The homicides appeared linked to the country’s notorious street gangs, who effectively control many neighborhoods in the capital. The National Police reported they have captured five leaders of the Mara Salvatrucha or MS-13, who they claimed ordered the weekend killings.
Bukele previously ordered the head of the country’s prisons to carry out an immediate 24/7 lockdown of gang inmates in their cells.
“They are not to go out even to the patio” of prisons, Bukele wrote, adding ”a message to the gangs: because of your actions, now your homeboys will not see even one ray of sunlight.”
Bukele's tough attitude on crime is likely to find few critics in El Salvador.
“This is unbearable. The gangs kill whenever they want, they do whatever they want. They have to be punished, and very hard,” said Mario Alas, 39, as he got off a commuter bus in San Salvador, the capital.
Capital resident Juana Sánchez, 55, complained, “Nothing happens to them, they put them in jail for a while and fatten them up, and when they get out they get out they continue to prey on people, taking their money and killing them.”
But the country’s enormously powerful street gangs have proved a double-edged sword for Bukele.
“We must remind the people of El Salvador that what is happening now is due to the negligence of those who protected criminals,” the conservative Arena party said in a statement.
That was an apparent reference to a December report by the U.S. Treasury Department that said Bukele’s government secretly negotiated a truce with leaders of the gangs. That contradicted Bukele’s denials and raised tensions between the two nations.
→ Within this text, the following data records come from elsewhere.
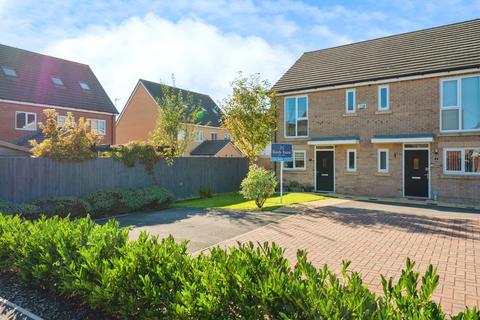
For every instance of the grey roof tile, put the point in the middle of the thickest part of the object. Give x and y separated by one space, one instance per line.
446 48
33 82
211 114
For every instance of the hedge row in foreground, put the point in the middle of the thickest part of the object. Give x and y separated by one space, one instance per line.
97 204
157 279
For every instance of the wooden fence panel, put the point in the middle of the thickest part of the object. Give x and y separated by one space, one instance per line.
27 179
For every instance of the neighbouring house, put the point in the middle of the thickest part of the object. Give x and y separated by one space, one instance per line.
138 118
8 149
216 148
397 116
31 82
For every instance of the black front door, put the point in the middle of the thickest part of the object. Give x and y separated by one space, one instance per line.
324 168
416 173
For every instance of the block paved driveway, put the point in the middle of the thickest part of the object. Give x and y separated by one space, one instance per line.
378 238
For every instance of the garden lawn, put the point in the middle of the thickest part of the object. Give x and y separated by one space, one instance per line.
234 201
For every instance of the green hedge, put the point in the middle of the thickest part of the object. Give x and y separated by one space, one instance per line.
157 279
97 204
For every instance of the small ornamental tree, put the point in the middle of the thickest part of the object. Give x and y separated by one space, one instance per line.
174 129
72 141
250 115
258 185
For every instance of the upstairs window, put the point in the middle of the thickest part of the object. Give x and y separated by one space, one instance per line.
57 81
25 121
199 136
460 104
296 116
299 160
98 126
350 101
383 98
10 72
84 86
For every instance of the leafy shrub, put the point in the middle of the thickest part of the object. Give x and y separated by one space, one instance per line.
72 141
158 279
105 202
205 192
63 206
258 185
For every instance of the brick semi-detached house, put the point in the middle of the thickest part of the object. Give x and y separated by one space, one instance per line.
32 82
138 120
397 116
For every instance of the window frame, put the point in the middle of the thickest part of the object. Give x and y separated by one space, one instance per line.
387 87
63 117
458 107
462 163
197 134
98 121
354 91
379 160
354 169
296 116
295 168
26 118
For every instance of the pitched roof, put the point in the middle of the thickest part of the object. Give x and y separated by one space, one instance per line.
33 81
211 115
209 147
446 48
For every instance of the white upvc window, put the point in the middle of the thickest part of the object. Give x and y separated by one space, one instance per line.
350 100
98 126
461 161
25 121
460 104
61 120
383 98
296 116
351 160
299 161
382 160
199 136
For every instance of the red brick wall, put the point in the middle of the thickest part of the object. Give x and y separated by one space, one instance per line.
7 121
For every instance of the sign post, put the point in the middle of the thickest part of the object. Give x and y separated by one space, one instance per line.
281 152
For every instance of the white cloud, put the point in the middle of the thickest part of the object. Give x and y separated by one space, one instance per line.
201 57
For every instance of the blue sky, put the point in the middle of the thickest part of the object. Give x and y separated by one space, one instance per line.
204 43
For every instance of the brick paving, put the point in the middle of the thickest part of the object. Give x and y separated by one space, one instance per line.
378 238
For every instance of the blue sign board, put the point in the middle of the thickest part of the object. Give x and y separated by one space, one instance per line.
281 152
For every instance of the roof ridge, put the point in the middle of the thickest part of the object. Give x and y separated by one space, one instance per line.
162 84
45 55
395 35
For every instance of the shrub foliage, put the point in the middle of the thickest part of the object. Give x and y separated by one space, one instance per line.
258 185
157 279
72 141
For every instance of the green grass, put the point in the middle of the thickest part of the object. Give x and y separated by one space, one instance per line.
234 201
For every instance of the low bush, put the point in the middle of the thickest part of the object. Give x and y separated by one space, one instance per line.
258 185
63 206
116 201
157 279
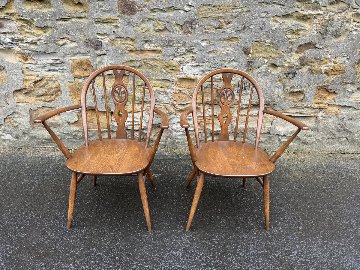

The U.S government alleges Bukele’s government bought the gangs’ support with financial benefits and privileges for their imprisoned leaders including prostitutes and cellphones. Bukele has vehemently denied the accusations.
The explosive accusations cuts to the heart of one of Bukele’s most highly touted successes in office: a plunge in the country’s homicide rate.
The revelations are not the first time that Bukele's disdain for legal niceties have raised tensions with the Biden administration. After the new congress removed the attorney general and the justices of the constitutional chamber of the Supreme Court in May, the U.S. government expressed concern over the direction of the country.
The U.S. Agency for International Development announced it would shift aid from government agencies in El Salvador to non-governmental organizations.
El Salvador’s new attorney general in June announced the government was canceling the Organization of American States’ anti-corruption mission in the Central American country.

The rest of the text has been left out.